“In general, life is better than it ever has been,” P. J. O’Rourke wrote in All the Trouble in the World. “If you think that, in the past, there was some golden age of pleasure and plenty to which you would, if you were able, transport yourself, let me say one single word: dentistry.”
Stephen Davies’s The Wealth Explosion: the Nature and Origins of Modernity explains why we have dentistry and people in the past did not. Some of those people in the past were sharp and competent, too — 2nd century AD Rome, Song China, Abbasid Iraq. All three civilisations looked for a time like they would achieve what the Netherlands and the United Kingdom achieved in the 18th and 19th century: industrialisation followed by what Davies calls “modernity”. Why they didn’t is part of this remarkable and compelling book, but why the UK in particular did forms much of the rest of it.
O’Rourke’s “dentistry” is of course a proxy for many things. Before Davies starts talking about Chinese dynasties and Scottish philosophers and enlightened caliphs, he makes two related points. First, the way we live now — roughly, the last 250 years — really is different from everything that went before. Secondly, that difference has particular characteristics. He sets out his case contrarily to Steven Pinker (who makes a similar argument at book length in The Better Angels of our Nature), partly because Davies is an historian while Pinker is a scientist. This means there are no graphs or diagrams, but an abundance of “ripping yarns”. Given many people are unmoved by graphs but are moved by narrative, it’s possible The Wealth Explosion will persuade where Better Angels did not.
Materially, modernity means there are more of us, largely because four in ten children no longer die before puberty.

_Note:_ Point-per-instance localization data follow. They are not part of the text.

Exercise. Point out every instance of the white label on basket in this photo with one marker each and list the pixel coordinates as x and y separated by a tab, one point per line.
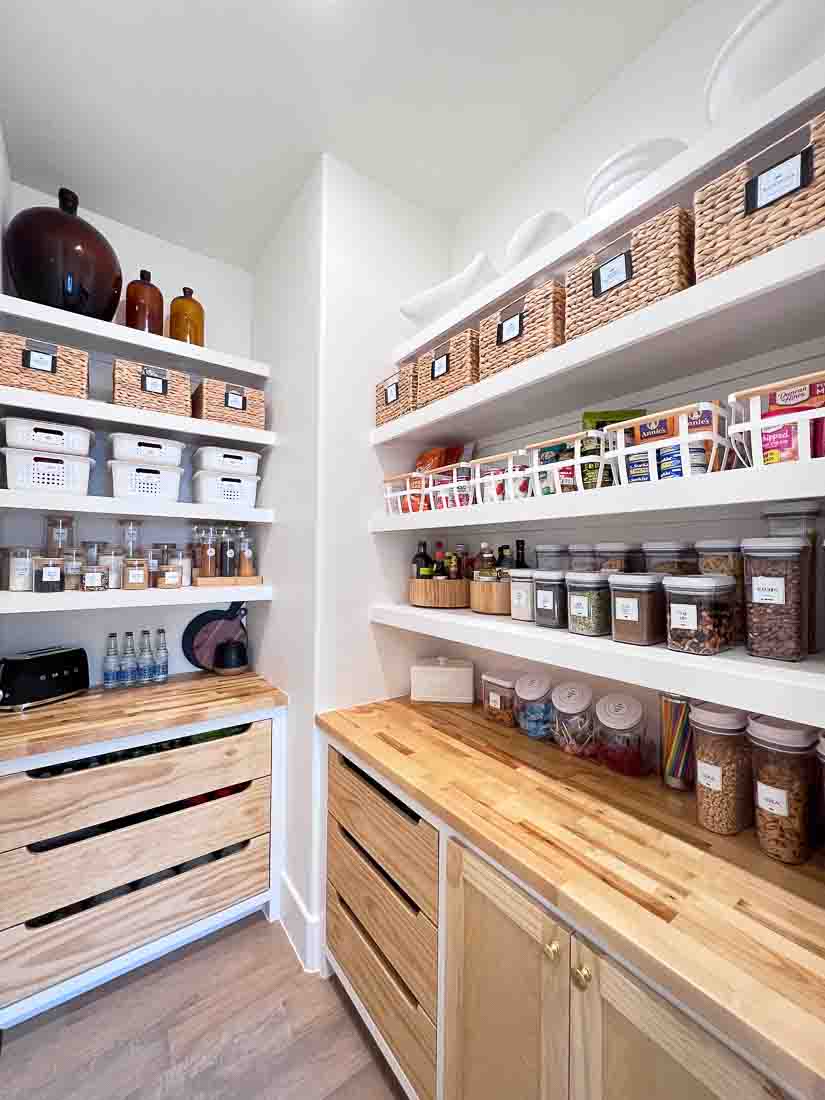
683	617
768	590
627	608
779	180
708	774
772	800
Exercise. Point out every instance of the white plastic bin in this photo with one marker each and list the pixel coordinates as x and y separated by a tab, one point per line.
44	470
226	460
140	479
212	487
162	452
47	436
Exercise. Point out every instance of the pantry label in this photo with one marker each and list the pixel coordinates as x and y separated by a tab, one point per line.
768	590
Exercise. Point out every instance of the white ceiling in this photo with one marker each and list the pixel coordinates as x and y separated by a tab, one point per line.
198	122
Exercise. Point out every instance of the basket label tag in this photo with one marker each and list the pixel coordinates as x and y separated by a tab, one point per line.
613	273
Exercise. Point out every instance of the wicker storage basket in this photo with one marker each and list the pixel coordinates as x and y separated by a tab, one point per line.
657	262
451	365
223	400
47	367
151	387
524	328
774	197
396	394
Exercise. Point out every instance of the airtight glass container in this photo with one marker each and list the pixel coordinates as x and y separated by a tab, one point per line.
784	787
724	772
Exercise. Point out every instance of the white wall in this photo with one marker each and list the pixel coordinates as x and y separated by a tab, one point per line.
223	290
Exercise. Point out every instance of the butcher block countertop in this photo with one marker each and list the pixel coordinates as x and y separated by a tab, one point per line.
736	937
103	716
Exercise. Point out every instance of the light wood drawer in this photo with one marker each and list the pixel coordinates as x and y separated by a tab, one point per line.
34	883
32	959
36	809
404	845
404	934
400	1019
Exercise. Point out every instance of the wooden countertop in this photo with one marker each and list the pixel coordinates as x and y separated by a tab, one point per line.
733	935
102	716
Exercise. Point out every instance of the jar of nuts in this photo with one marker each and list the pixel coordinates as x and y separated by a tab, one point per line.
784	787
724	774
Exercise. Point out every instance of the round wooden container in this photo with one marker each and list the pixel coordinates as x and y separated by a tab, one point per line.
439	593
491	597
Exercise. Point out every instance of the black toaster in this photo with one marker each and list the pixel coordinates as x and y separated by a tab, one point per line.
42	675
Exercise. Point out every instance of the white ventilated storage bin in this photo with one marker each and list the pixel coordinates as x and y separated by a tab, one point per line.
212	487
162	452
44	470
47	436
226	460
140	479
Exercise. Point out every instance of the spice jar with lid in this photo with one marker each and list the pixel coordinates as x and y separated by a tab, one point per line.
700	614
784	787
575	729
777	587
623	741
498	697
724	772
535	711
638	612
551	597
589	604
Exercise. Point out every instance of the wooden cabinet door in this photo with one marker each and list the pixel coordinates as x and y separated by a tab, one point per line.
626	1043
507	1001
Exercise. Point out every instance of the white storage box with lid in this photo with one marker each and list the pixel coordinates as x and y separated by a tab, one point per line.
226	460
47	436
141	479
441	680
162	452
212	487
44	470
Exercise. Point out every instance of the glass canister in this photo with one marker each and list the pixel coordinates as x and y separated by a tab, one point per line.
575	728
623	741
724	772
784	787
551	597
535	711
700	614
777	592
589	604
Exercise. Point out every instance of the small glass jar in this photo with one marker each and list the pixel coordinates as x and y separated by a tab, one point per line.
623	741
535	712
575	728
523	595
637	606
551	597
677	559
784	787
777	587
589	604
498	699
724	772
700	614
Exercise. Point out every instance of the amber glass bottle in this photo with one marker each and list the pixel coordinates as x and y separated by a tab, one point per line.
186	318
144	305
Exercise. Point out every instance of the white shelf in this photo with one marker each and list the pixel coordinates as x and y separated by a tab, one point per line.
132	506
96	415
725	145
59	326
785	690
23	603
771	301
738	492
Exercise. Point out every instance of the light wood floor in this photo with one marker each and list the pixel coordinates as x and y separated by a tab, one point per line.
231	1016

That vast population lives uncommonly well while the proportion of the world’s people living in what the World Bank calls “absolute poverty” is dropping like a stone and has been for decades. Our economies are also overwhelmingly powered by intensive growth — that is, growth arising from inputs being used more productively. Before the 18th century, nearly all economic growth was extensive, which made the quantity of output produced dependent on expansion of the quantity of inputs used. Whence things like colonialism and brigandage.

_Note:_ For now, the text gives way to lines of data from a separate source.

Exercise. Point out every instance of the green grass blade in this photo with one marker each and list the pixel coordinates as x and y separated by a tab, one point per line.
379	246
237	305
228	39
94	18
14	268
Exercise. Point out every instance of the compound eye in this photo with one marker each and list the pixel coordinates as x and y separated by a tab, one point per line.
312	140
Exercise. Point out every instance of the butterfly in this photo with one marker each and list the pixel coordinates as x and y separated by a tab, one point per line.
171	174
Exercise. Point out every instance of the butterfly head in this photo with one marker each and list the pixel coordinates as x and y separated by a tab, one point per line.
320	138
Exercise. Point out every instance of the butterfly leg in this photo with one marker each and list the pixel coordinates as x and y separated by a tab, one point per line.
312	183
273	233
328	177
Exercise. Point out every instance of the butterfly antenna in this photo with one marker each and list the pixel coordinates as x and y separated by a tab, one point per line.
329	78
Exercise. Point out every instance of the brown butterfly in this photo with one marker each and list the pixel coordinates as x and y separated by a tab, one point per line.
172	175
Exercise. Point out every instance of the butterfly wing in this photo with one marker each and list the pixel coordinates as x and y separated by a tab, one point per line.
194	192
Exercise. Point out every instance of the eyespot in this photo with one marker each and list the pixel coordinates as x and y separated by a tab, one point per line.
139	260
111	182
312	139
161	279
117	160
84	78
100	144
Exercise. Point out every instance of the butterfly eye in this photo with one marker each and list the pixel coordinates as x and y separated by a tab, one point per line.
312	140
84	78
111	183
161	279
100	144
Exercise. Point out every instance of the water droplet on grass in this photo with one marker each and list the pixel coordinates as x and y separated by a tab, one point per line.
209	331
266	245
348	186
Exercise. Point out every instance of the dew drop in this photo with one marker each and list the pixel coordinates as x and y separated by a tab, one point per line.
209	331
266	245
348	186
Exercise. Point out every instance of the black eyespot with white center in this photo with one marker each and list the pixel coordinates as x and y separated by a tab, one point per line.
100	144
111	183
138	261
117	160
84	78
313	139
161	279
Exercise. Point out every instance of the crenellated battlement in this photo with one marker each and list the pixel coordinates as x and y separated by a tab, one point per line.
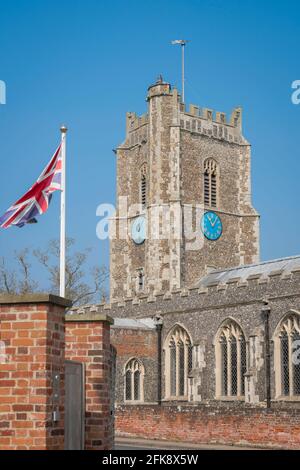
134	122
235	119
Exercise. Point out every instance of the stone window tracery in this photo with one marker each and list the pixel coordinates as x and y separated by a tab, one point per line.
134	380
178	362
287	357
231	360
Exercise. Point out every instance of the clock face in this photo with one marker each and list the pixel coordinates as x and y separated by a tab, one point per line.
211	226
138	230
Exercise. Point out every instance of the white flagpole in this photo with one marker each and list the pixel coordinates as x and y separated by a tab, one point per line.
62	277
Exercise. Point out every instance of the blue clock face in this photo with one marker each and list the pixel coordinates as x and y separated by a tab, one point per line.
138	230
211	226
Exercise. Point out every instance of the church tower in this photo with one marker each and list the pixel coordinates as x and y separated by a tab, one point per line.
183	197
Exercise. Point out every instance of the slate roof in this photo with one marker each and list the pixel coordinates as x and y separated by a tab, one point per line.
264	269
144	324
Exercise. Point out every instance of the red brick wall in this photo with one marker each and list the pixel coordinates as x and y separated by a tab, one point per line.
89	342
134	343
251	426
32	340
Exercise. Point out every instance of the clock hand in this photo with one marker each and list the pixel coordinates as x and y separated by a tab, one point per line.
213	223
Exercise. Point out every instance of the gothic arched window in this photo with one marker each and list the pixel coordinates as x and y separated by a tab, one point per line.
143	185
210	183
287	356
178	364
134	380
231	360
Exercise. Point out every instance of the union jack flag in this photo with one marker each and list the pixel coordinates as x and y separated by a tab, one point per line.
36	200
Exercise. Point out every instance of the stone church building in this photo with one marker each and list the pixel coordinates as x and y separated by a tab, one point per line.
207	336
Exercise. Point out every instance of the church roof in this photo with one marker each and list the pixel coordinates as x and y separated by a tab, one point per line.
144	324
264	269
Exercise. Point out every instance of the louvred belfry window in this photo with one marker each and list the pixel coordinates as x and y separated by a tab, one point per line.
210	183
143	186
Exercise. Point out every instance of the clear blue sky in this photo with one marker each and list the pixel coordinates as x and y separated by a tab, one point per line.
85	63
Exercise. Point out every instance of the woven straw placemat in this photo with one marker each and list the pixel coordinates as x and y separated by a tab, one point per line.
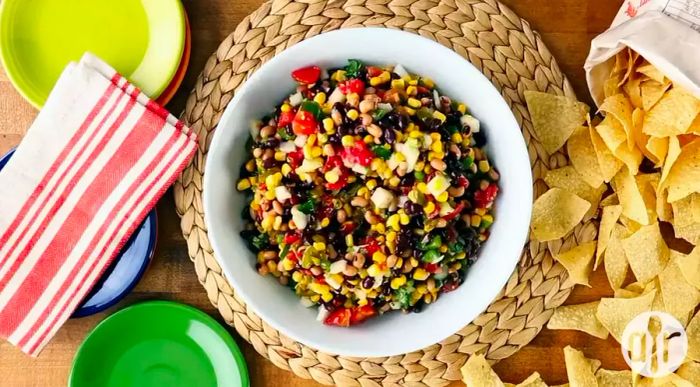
510	54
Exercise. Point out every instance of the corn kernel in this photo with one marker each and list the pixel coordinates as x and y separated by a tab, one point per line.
439	116
398	282
352	114
378	257
328	124
475	220
243	184
414	103
320	98
393	222
398	84
420	274
348	140
483	166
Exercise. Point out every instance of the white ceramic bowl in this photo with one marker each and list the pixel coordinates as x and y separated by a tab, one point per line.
393	333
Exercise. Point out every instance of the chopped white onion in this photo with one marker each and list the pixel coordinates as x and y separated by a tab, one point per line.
296	99
471	122
288	147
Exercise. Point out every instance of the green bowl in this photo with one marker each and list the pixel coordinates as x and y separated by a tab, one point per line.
142	39
159	343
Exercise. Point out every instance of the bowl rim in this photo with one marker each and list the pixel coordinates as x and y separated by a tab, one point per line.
245	295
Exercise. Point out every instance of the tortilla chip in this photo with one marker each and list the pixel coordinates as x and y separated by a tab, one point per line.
568	179
583	157
578	369
579	317
684	177
690	371
673	114
620	108
608	378
477	372
652	92
691	266
578	261
534	380
616	313
554	118
612	132
610	216
680	297
646	252
555	213
631	199
615	260
656	149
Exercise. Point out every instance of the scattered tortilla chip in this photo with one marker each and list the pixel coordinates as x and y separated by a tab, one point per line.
555	213
684	177
568	179
652	72
646	252
477	372
583	157
679	296
656	147
673	114
693	333
630	197
652	92
619	107
610	216
691	266
608	378
578	368
579	317
614	259
616	313
690	371
578	261
534	380
554	118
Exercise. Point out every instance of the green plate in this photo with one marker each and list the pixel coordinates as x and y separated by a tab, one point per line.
142	39
159	343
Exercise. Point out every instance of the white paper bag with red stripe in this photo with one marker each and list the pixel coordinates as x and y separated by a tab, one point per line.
93	164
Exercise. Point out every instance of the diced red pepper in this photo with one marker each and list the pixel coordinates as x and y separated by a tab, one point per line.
352	86
483	198
373	71
359	153
361	313
307	75
304	123
339	317
455	213
285	119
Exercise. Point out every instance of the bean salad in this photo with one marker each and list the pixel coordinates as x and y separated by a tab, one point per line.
369	191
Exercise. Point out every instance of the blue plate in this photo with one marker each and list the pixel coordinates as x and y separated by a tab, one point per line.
126	270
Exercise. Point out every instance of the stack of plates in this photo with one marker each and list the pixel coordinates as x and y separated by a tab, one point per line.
146	41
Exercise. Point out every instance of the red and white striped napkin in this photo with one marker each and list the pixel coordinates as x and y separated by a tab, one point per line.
94	163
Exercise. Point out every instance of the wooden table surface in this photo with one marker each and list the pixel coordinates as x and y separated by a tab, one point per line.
567	27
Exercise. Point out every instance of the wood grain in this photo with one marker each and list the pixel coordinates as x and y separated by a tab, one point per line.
567	26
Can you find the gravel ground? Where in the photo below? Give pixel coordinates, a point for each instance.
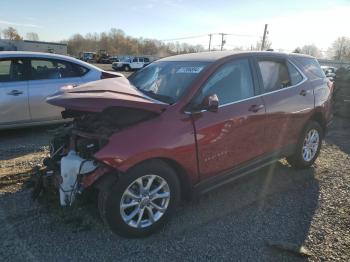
(274, 214)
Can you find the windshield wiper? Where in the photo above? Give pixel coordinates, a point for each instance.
(163, 98)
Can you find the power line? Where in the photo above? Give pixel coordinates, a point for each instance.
(210, 35)
(264, 38)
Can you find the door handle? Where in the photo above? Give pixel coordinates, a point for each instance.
(256, 108)
(303, 92)
(15, 93)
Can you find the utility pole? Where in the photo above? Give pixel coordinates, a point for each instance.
(264, 38)
(210, 35)
(222, 40)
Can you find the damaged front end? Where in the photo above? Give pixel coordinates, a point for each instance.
(72, 167)
(98, 110)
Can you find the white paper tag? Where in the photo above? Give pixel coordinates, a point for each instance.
(189, 70)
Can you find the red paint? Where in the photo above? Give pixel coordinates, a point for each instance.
(207, 143)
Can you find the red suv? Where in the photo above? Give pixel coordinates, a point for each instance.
(183, 125)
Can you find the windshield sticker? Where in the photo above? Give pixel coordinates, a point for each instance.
(189, 70)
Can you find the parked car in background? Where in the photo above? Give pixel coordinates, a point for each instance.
(135, 63)
(329, 72)
(27, 78)
(184, 125)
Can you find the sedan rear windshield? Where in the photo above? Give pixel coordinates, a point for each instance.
(167, 81)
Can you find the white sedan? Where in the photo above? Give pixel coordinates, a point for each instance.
(27, 78)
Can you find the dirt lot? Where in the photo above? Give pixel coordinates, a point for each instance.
(267, 216)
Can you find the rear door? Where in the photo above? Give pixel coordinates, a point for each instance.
(47, 76)
(14, 106)
(288, 102)
(235, 133)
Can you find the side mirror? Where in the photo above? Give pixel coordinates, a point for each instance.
(210, 103)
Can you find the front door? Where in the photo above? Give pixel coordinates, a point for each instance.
(13, 92)
(235, 133)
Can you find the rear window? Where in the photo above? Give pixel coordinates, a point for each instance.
(55, 69)
(311, 67)
(295, 75)
(274, 75)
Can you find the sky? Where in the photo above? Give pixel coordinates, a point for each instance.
(291, 23)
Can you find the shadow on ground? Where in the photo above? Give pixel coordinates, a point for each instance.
(244, 220)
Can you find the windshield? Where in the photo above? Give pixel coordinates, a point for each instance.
(167, 81)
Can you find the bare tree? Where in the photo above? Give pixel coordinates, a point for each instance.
(11, 34)
(340, 49)
(32, 36)
(117, 42)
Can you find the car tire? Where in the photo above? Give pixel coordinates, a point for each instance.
(122, 204)
(308, 147)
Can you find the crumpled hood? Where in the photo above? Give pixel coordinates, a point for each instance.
(99, 95)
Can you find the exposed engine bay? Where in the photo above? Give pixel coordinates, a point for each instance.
(71, 167)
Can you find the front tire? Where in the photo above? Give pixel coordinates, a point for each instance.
(141, 201)
(308, 147)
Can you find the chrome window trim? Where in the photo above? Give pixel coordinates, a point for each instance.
(268, 93)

Most of us now live in cities, something that emerged only as recently as 1851, when the “census revealed that for the first time in human history (…) a majority of the British population lived in towns with a population of more than fifty thousand”. Incredible as it may seem in light of the ongoing Brexit shitshow, governments in modern liberal democracies are also astonishingly competent. The most able Roman prefect or Chinese mandarin — placed in a time machine and deposited in Whitehall — would be stunned at the lack of corruption, how we’ve succeeded in abolishing the sale of public offices, and genuine concern for what Davies calls “the general welfare”. Governments — with relatively few exceptions — were historically extractive superpredators. And even those that did not aspire to be (such as Rome and China for significant parts of their history) were nonetheless riddled with corruption and pervasive clientelism.